Title:

The ring of invariants of the orthogonal group over finite fields in odd characteristic

Let $V$ be a nonzero finite dimensional vector space over a finite field $\mathbb{F}_q$ of odd characteristic. Fixing a nonsingular quadratic form $\xi_0$ in $S^2(V^*)$, the symmetric square of the dual of V we are concerned with the Orthogonal group $O(\xi_0)$, the subgroup of the General Linear Group $GL(V)$ that fixes $\xi_0$ and with invariants of this group. We have the Dickson Invariants which being invariants of the General Linear Group are then invariants of $O(\xi_0)$. Considering the $O(\xi_0)$ orbits of the dual vector space $\vs$ we generate the Chern Orbit polynomials, the coefficients of which, the Chern Orbit Classes, are also invariants of the Orthogonal group.
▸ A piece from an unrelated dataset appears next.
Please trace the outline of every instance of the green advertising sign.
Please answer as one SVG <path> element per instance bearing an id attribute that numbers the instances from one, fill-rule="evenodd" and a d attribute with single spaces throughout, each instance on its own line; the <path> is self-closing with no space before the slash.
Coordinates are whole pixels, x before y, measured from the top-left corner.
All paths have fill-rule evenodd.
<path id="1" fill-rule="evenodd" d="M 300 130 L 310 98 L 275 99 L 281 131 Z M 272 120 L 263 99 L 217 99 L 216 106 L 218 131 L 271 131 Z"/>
The invariants $\xi_1, \xi_2, \dots $ are be generated from $\xi_0$ by applying the action of the Steenrod Algebra to $S^2(V^*)$ which being natural takes invariants to invariants. Our aim is to discover further invariants from these known invariants with the intention of establishing a set of generators for the the Ring of invariants of the Orthogonal Group. In particular we calculate invariants of $O(\xi_0)$ when the dimension of the vector space is $4$ the finite field is $\mathbb{F}_3$ and the quadratic form is $\xi_0=x_1^2+x_2^2+x_3^2+x_4^2$ and we are able to establish an explicit presentation of $O(\xi_0)$ in this case.